Garret cursed softly, stretching out his long legs. “She’s about maxed out.”
“I told her to let me help shoulder this load. That it wasn’t hers to carry alone.”
Garret gave him a narrowed look. “Has she said anything to you about her father, Ray? What he did to her?”
Instantly, Reese’s gut clenched. “No,” he growled. “What happened to Shay?”
“I managed to drag it out of her over the past six months,” Garret groused. “Man, she’s tighter than Fort Knox when it comes to giving up personal intel on herself. I pride myself on being black ops, but she puts me to shame. I’d ask her a question and she’d dance around it. I’d time it such that I wasn’t pressuring her, and she began to trust me enough to tell me a few things.”
“Like what?” Reese closed his hand over the ledger, staring at the scowling vet.
Garret lifted his head. “She’s been abused. That much I know. I guess her mother, Wanda, was verbally abused by Ray until she died of breast cancer. When Shay was about eight, her father started picking on her when the mother was too ill to protect her any longer.” He sighed and shook his head. “The bastard.”
“What kind of abuse?” Reese asked in a low tone.
“Shay wasn’t specific. Said Ray was always putting her down. Telling her because she was a girl, she was nothing. He told her he wished she was a boy. He wanted a son, not a daughter.”
Clenching his teeth, Reese stared at Garret.
“I asked her once if he’d ever hit her, and she grew real quiet but wouldn’t say anything.

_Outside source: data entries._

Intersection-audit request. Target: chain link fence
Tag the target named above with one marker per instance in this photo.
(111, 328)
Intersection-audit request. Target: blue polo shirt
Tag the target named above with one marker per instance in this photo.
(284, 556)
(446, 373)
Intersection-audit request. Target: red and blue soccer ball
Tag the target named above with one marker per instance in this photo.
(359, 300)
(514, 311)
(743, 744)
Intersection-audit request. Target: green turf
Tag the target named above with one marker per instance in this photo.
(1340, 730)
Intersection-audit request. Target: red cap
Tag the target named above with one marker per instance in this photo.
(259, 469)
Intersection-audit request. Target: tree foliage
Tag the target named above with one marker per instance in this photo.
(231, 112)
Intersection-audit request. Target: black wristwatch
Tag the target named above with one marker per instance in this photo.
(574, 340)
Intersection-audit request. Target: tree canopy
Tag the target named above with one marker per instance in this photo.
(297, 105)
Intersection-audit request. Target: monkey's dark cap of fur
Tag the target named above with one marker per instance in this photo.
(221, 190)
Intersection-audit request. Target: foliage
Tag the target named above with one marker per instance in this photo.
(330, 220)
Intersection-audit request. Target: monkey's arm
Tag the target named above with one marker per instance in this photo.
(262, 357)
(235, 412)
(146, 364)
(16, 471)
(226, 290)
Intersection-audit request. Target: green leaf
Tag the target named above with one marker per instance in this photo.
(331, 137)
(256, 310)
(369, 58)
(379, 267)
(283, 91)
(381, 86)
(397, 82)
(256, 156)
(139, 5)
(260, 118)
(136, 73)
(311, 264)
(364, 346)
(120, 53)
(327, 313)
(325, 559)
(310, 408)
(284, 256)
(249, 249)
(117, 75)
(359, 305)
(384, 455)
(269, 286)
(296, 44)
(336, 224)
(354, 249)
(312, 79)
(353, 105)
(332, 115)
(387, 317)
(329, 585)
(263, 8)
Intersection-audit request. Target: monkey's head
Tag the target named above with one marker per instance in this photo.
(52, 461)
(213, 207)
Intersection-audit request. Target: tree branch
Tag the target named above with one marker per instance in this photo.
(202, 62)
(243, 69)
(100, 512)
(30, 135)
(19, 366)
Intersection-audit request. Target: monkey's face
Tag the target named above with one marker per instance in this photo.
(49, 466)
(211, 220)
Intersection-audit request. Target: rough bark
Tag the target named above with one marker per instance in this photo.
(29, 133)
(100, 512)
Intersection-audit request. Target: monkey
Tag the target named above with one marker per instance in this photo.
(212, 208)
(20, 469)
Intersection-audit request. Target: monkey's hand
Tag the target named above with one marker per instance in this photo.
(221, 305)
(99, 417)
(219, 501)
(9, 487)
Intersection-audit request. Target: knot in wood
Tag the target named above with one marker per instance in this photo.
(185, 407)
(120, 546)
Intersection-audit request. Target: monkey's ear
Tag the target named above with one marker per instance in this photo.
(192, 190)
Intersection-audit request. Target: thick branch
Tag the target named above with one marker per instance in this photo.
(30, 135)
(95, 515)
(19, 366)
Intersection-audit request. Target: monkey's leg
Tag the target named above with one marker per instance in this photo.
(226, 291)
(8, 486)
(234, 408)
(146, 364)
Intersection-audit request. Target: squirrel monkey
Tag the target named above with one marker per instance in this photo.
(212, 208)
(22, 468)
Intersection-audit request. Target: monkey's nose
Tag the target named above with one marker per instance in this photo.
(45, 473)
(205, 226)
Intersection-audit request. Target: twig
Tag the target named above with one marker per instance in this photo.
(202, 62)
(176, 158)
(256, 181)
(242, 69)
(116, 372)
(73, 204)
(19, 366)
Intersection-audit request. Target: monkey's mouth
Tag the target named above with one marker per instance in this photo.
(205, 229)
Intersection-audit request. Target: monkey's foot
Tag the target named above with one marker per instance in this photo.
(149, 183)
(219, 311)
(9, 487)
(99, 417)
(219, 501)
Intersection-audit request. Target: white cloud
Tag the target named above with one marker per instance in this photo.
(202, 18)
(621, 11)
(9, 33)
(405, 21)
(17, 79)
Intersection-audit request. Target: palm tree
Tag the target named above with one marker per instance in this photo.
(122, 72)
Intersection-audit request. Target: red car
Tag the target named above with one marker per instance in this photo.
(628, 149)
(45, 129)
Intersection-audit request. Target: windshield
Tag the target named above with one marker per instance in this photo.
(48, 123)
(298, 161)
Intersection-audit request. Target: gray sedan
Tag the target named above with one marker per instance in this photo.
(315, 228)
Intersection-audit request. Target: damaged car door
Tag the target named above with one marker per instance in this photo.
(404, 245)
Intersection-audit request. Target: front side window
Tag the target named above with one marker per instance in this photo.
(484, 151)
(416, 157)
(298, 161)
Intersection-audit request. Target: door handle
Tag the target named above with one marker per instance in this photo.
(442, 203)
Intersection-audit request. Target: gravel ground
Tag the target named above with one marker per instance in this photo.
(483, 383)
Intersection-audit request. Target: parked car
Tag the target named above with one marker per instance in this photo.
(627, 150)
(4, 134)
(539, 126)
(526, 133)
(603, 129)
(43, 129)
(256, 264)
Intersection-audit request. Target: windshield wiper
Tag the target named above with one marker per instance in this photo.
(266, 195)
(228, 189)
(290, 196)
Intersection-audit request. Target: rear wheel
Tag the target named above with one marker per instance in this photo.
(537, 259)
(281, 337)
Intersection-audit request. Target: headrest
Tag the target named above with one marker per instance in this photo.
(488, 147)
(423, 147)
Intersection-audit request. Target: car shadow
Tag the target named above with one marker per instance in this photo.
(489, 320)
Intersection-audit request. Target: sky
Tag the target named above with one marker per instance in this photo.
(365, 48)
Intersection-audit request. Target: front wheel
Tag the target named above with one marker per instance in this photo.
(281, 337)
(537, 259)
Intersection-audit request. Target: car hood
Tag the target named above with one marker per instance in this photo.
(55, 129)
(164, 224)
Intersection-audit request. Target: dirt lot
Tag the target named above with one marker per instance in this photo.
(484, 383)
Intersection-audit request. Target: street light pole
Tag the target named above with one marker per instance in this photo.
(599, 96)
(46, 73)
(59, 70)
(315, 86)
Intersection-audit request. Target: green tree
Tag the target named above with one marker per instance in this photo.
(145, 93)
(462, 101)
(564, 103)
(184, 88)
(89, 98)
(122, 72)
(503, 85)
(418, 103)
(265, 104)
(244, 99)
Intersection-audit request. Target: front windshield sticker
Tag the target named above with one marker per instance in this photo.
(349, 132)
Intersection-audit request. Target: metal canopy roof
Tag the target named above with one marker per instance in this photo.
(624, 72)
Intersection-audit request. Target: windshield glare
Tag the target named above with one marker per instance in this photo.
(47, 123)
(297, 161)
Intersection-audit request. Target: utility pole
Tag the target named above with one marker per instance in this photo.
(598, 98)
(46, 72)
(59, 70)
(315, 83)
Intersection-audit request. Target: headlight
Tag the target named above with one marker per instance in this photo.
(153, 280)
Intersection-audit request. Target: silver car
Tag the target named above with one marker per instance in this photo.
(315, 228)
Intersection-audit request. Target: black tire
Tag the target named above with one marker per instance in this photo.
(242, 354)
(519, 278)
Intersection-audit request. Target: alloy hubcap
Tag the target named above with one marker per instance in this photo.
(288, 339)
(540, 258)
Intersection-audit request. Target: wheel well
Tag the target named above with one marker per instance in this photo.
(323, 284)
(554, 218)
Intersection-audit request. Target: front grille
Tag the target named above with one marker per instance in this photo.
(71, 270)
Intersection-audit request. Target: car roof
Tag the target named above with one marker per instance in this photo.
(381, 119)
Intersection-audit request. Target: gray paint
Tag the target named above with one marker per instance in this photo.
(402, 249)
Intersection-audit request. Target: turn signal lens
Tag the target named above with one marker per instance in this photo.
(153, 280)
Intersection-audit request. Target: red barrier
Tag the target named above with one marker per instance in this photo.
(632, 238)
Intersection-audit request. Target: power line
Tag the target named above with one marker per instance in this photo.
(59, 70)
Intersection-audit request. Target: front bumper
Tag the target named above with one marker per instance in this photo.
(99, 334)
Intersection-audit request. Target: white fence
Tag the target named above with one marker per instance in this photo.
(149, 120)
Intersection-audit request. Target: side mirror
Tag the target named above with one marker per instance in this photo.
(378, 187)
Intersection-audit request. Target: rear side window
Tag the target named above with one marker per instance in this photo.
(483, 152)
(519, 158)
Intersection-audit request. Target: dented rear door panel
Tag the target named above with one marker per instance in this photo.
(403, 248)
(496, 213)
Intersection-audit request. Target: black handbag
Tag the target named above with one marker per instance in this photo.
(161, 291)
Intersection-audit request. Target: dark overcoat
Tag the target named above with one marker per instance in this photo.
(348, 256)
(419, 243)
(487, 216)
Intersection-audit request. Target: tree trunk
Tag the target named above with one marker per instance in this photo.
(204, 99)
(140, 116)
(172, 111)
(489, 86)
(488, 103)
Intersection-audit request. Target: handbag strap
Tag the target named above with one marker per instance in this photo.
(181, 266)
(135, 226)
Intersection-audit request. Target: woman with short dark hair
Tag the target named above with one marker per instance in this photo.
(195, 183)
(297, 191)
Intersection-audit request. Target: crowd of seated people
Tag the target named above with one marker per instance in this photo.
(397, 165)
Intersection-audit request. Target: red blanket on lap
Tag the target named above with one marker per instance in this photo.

When you looked in her eyes, you could tell. I can’t prove it because she didn’t admit to it,” Garret said. “One time, when she opened up a little to me, she was in a philosophical mood. Shay said she’d left one war zone for another.”
“What did she mean by that?”
Garret shrugged. “That maybe Ray made living under his roof a war zone for her and her mother? And she joined the Marine Corps at eighteen and got sent off to the Middle East, to another war or two.” And then he gave a shake of his head. “My old man’s an alcoholic, too. Not something I’m proud of, but when I told Shay that, she started being even more open,” he muttered. “My old man beat the shit out of me. He’d go after my mother and I’d wave him off, get him to come after me instead.”
Reese heard the pain in Garret’s deep voice, saw the shame in his eyes. “He still alive?”
“Yeah. So’s my mom. You don’t know how many times I begged her to leave him. She wouldn’t. Blows my mind.”
“So when the Army discharged you, did you go home?”
Sneering, Garret said, “Only long enough to hug my mother, pick up my clothes and my gear. My mom is a shadow of herself. There’s nothing I could do. So, I left. It’s a lousy situation. I don’t understand women. I don’t understand my parents’ marriage, if you could call it that.”
Reese gave him a sour grin. “You have a lot of company.”
Grunting, Garret muttered, “Well, Shay, in my opinion, has been abused physically and verbally. That’s my two cents’ worth, based upon my own experience.” He flexed his thick-knuckled hand. “I’d like to punch Ray Crawford out, but he’s sick and he’s not gonna get better. The worst of it is that Shay visits him three times a week. Today was one of those days. You saw how she was when she got back. The old man takes her apart with his mouth and his uncontrollable rages. He blames her for everything that’s happened to him and this broken-down excuse of a ranch.” He sighed heavily and stared across the desk at Reese. “She does so much for us. She gives us the shirt off her back to make ends meet and to give us a safe place to heal up.”
“But she isn’t safe,” Reese said quietly. “If she has to see that father of hers, it’s like someone opening a wound three times a week. Why hasn’t someone gone with her? Protected her?”
“Believe me, the three of us, once we realized what was going on, wanted to. Harper really got into it with Shay. He accused her of enabling her father by letting him continue to verbally abuse her. Told her she should walk away from him and not see him again. Man, she got furious with him. I’ve never seen her so angry.”
“But Harper was right,” Reese said darkly.
“Yeah, damn straight. In my book, Harper was dead-on.” Garret tilted his head. “You got a decent set of folks, Lockhart?”
“Yes, I do.”
“If I coulda been discharged to return to a good home, I’d sure have liked to. As it was, I became a bum walking the railroads, hitching rides on boxcars, living off the land and going deeper and deeper into quicksand by the year.” He looked around the small office. “Until Shay found me down-and-out.”
“Shay picks up us strays,” Reese agreed, his voice low with feeling.
“Why didn’t you stay home, Bro?”
“I tried. But all I did was make it hard on my folks.”